O crescimento do comércio da China com o resto do mundo ultrapassará 1 bilião de dólares até 2025. Não se trata apenas de vender bens a compradores dispostos. Esta é uma vitória económica numa escala que o mundo nunca viu antes. Isto aconteceu e acontecerá porque os chineses têm o poder de esmagar qualquer indústria em qualquer parte do mundo.
Exemplo: Em Outubro, Pequim ameaçou cortar os envios magnéticos para os EUA. os carros elétricos sofreram paralisia e a pressão arterial afetou vários outros setores importantes: semicondutores, farmacêuticos, químicos.
O poder da China, que Xi Jinping pode exercer à vontade, consiste em 90% do excesso de capacidade de produção. Isto significa que pode identificar uma indústria-chave, criar capacidade para produzir 90% da procura global e depois inundar os mercados com exportações subsidiadas apoiadas por moedas com preços marginais e 20% subvalorizadas. Isso eliminará rapidamente a concorrência.
O Presidente Trump deveria tratar isto menos como uma disputa comercial e mais como uma guerra. A luta contra a América exige a organização dos seus aliados da mesma forma que Franklin Roosevelt construiu uma coligação vencedora na Segunda Guerra Mundial. Aqui estão as cinco etapas que ele deve seguir:
Primeiro, pare de lutar sozinho. Os Estados Unidos e os seus principais aliados – Europa, Japão, Coreia do Sul, Israel e Grã-Bretanha – representam cerca de 60 biliões de dólares do produto interno bruto. A China, mais a Rússia, o Irão, a Coreia do Norte e outros, tem cerca de 25 biliões de dólares na sua órbita.

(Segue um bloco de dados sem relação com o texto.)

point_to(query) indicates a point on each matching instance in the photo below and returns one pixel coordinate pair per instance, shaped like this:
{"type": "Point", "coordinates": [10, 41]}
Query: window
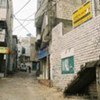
{"type": "Point", "coordinates": [67, 65]}
{"type": "Point", "coordinates": [3, 3]}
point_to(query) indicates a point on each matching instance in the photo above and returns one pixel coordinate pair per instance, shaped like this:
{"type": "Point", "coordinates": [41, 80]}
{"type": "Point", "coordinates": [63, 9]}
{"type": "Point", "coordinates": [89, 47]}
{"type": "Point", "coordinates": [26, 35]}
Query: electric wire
{"type": "Point", "coordinates": [22, 25]}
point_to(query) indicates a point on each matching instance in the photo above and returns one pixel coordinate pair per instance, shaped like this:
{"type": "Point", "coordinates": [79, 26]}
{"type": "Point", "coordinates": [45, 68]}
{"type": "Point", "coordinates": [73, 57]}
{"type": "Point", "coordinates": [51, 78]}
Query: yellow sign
{"type": "Point", "coordinates": [83, 14]}
{"type": "Point", "coordinates": [4, 50]}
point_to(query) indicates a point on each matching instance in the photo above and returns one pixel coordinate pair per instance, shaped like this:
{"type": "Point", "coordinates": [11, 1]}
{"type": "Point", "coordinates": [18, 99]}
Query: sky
{"type": "Point", "coordinates": [29, 13]}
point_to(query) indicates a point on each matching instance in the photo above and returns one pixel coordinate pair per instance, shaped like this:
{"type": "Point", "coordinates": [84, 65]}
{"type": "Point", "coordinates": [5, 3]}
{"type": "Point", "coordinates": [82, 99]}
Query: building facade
{"type": "Point", "coordinates": [26, 50]}
{"type": "Point", "coordinates": [6, 24]}
{"type": "Point", "coordinates": [65, 50]}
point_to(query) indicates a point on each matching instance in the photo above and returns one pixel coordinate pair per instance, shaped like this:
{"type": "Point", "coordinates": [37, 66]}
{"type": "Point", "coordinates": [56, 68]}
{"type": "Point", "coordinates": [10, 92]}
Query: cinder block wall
{"type": "Point", "coordinates": [85, 40]}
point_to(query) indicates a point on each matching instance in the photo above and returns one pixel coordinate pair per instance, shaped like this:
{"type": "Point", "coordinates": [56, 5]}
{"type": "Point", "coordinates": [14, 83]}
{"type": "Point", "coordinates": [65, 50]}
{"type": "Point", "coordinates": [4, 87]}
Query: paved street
{"type": "Point", "coordinates": [23, 86]}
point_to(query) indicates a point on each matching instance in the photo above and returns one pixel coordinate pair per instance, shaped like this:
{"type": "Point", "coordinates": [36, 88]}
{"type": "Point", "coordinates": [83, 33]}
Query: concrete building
{"type": "Point", "coordinates": [75, 57]}
{"type": "Point", "coordinates": [48, 15]}
{"type": "Point", "coordinates": [26, 50]}
{"type": "Point", "coordinates": [6, 24]}
{"type": "Point", "coordinates": [15, 52]}
{"type": "Point", "coordinates": [69, 55]}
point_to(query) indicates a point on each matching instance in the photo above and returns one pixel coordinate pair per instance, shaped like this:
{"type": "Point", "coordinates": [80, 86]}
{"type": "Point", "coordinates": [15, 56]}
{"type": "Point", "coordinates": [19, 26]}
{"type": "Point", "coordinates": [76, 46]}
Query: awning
{"type": "Point", "coordinates": [43, 53]}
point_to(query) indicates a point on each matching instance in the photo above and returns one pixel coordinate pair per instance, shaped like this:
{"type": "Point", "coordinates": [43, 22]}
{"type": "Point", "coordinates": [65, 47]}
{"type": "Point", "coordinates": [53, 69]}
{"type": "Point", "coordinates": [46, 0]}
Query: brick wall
{"type": "Point", "coordinates": [85, 40]}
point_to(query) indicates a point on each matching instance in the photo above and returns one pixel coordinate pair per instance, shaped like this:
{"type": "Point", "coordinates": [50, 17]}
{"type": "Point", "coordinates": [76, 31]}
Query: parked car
{"type": "Point", "coordinates": [23, 67]}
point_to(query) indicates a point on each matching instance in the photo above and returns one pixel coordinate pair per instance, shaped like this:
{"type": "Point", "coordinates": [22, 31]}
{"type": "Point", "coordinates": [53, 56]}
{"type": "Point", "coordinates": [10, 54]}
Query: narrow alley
{"type": "Point", "coordinates": [24, 86]}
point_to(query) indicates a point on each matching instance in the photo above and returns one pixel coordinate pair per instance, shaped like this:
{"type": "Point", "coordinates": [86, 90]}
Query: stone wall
{"type": "Point", "coordinates": [85, 42]}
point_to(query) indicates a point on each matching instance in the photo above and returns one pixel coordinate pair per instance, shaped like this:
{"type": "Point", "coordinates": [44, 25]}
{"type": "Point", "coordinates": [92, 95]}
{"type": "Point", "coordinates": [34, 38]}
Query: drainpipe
{"type": "Point", "coordinates": [93, 7]}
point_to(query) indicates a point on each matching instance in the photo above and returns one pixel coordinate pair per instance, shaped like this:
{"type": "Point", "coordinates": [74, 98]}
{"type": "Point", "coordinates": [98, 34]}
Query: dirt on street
{"type": "Point", "coordinates": [24, 86]}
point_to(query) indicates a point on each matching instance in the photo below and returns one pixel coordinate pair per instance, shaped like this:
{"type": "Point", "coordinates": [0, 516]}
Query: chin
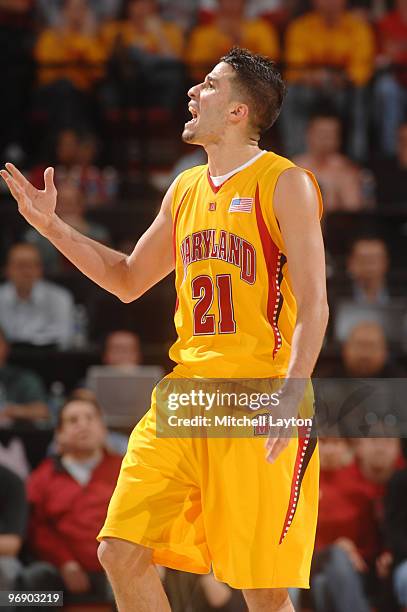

Trump está a exercer pressão sobre os aliados separadamente – tarifas sobre a Europa e outros aliados, conflito com o Japão e a Coreia do Sul. Os parceiros de que precisamos estão zangados. O Sr. Xi observa isso e sorri. Ele sabe que se estes países coordenarem questões relacionadas com tarifas, controlos de exportação e pressão cambial, a sua máquina industrial entrará em colapso.
Em segundo lugar, uma unidade especializada com representação integrada – um grupo de trabalho que actua como o Projecto Manhattan, liderado por um director reconhecido mundialmente com experiência na China e por executivos que construíram negócios em grande escala e compreendem o que Pequim está a fazer. Inclua teóricos de jogos que pensam quatro passos à frente, engenheiros químicos que entendem como usar ataques reversos na China e operadores que podem executar com rapidez.
Terceiro, aceite que esta é uma luta longa. Durará anos, possivelmente décadas. Trump deve trazer a América: a imprensa, o público, os líderes empresariais. Defenda o caso todos os dias usando informações reais, não distorções.
Quarto, peça ao Congresso que crie um Departamento de Manufatura. Capacitação em 10 indústrias-chave nas quais a China domina: biofarmacêutica, inteligência artificial, aeroespacial, navios de alta tecnologia, robótica, ferrovias avançadas, veículos elétricos, equipamentos energéticos, agricultura avançada e novos materiais. Autossuficiência não é isolamento. Isto é sobrevivência.
Quinto, liquidar as tarifas dentro de 90 dias. Se o Supremo Tribunal os aplicar, use obrigações mútuas por bens. Negocie com aliados. Faça isso rapidamente. Mostre harmonia, não caos.
Em qualquer jogo para dois jogadores, cada lado tem um teste que o outro lado não consegue enfrentar. A China demonstrou a sua arma: a capacidade de atacar a nossa economia à vontade. Precisamos de uma força contrária que crie um limiar de dor que Pequim não possa suportar.
A América e os seus aliados controlam recursos que as fábricas chinesas não podem produzir: produtos químicos ultrapuros para semicondutores, catalisadores especiais para refinação de petróleo, equipamentos de precisão para processamento de terras raras, proteínas agrícolas, que a China importa às dezenas de milhões de toneladas. Estas são importações de pequenos dólares das quais dependem dezenas de milhares de milhões da produção industrial da China.
Este equipamento nunca foi usado porque não sincronizamos. Quando a América e os seus aliados impõem controlos às exportações em conjunto, os chineses não têm uma boa resposta. As suas operações de processamento deterioram-se. Seus veículos industriais possuem vaga de estacionamento. Este é o limiar da dor que levará Pequim à mesa de negociações honestas.
Charan é consultor de CEOs e conselhos de administração e autor do livro “The 90% China Model”, que será lançado em fevereiro. Seus clientes incluem empresas chinesas.